Analysis

14 dicembre, 2020


Analysis through Regressions: Methodolody, Selection and Justification

To further study the impact of the different factor on criminality we try to exploit econometric regressions.

We start with a standard OLS for a model, where we consider total criminality per 1000 people, as the sum of rape, homicide, violent crime and aggravated assault, all in per 1000 terms. The OLS model is: \[ \begin{align*} Criminality \, per \, 1000 \, inhabitants&=\alpha+\beta_1log(GDP)+\beta_2mh\_exp\_pc+\beta_3perc\_bscholder\_25\_44+\\ & \,\,+\beta_4 White+\beta_5 BlackAfricanAmerican+\beta_6Asian + \\ & \,\, + \beta_7Age\_0\_17 + \beta_8Age\_18\_24+ \beta_9Age\_25\_44+ \\ & \,\,+\beta_{10}Age\_45\_64+ \beta_{11}Age\_65\_84+\beta_{12}log(population) \end{align*} \] Running the regression we obtain the following coefficients’ estimates:

Standard OLS, dependent variable: Total Criminality per 1000 inhabitants
  total_criminality
Predictors Estimates CI p
(Intercept) -146.90 -254.92 – -38.88 0.008
Current_dollar_GDP_millions
[log]
4.73 3.52 – 5.94 <0.001
mh_exp_pc [log] -0.30 -0.73 – 0.12 0.162
perc_bscholder_25_44 -0.09 -0.15 – -0.03 0.002
White -30.76 -36.96 – -24.57 <0.001
BlackAfricanAmerican -19.52 -25.57 – -13.48 <0.001
Asian -58.17 -69.43 – -46.90 <0.001
Age_0_17 158.71 50.56 – 266.85 0.004
Age_18_24 197.17 78.31 – 316.04 0.001
Age_25_44 241.96 142.86 – 341.06 <0.001
Age_45_64 161.16 55.17 – 267.14 0.003
Age_65_84 255.53 128.73 – 382.32 <0.001
population [log] -4.20 -5.41 – -2.98 <0.001
Observations 505
R2 / R2 adjusted 0.648 / 0.639

We notice that GDP, mh_exp_pc and education’s proxy have coefficients which we could have expected by the EDA we have done previously. Indeed, GDP increases criminality while mental health expenditure and education seems to decrease it. Although, among them only \(log(GDP)\) and education are statistically significant. Surprisingly, all races have a negative effect on criminality; this doesn’t sound a convincing result since the correlation of criminality with black-african american seemed positive in the corrplot in the EDA section. By looking at the table, we see that all groups of age in percentage of the population are significant. Although, being all coefficients positive, we think there could be some mi-specification leading to biased estimators. In general, we don’t think this regression can be informative for us, since we are not considering characteristics specific to the country and the year. Indeed, using a standard OLS we ignore the fact that our data-set is a panel data.

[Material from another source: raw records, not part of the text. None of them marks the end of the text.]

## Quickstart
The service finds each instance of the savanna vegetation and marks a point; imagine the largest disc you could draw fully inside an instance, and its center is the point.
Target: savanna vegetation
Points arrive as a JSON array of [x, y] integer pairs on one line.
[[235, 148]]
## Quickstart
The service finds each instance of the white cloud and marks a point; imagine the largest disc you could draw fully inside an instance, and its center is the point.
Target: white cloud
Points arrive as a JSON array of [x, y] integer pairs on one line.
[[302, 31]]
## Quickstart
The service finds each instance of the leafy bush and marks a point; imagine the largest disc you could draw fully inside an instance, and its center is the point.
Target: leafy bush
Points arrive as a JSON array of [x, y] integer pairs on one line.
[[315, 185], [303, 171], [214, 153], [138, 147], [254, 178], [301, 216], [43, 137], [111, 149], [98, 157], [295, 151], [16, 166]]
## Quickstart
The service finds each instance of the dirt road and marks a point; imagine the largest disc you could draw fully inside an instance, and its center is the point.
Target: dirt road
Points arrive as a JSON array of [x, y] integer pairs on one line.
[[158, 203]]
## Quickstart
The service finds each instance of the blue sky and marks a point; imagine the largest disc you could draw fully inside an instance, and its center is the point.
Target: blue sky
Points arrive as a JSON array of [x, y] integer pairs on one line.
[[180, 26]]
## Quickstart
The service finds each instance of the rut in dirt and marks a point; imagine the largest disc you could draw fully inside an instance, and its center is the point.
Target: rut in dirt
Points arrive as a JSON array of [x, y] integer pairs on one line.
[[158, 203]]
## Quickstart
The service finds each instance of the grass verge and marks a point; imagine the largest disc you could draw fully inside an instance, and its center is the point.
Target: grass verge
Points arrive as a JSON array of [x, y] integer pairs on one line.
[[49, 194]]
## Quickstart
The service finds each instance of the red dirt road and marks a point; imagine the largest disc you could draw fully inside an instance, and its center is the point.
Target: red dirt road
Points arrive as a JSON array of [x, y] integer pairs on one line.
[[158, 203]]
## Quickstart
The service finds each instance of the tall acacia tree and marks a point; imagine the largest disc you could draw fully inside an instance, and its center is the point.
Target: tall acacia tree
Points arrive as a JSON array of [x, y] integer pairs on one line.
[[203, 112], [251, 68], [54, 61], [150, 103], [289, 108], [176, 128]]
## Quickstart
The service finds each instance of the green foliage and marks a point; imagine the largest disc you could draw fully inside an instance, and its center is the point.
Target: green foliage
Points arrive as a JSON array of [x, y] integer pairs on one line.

Therefore, we tried to identify our data-frame as a panel data and to compute regression with fixed effect, random effect and first difference. Before proceeding we will explain briefly each of them:

  • Fixed Effect: Using a “within” method allows to control for variables which remains constant over timaqe. In our case, any change given from being a certain state in US to criminality, is the same.
  • Random Effect: these are the opposite of the onee above. Taking random effects into account, is like taking into account effects which are unpredictable.
  • First Difference: this method is used to deal with omitted variable problem in panel data and it is consistent under the same assumption of the fixed effect method. As the fixed effect method it accounts for effects which are constant over time, indeed with T=2 the two should give the same result.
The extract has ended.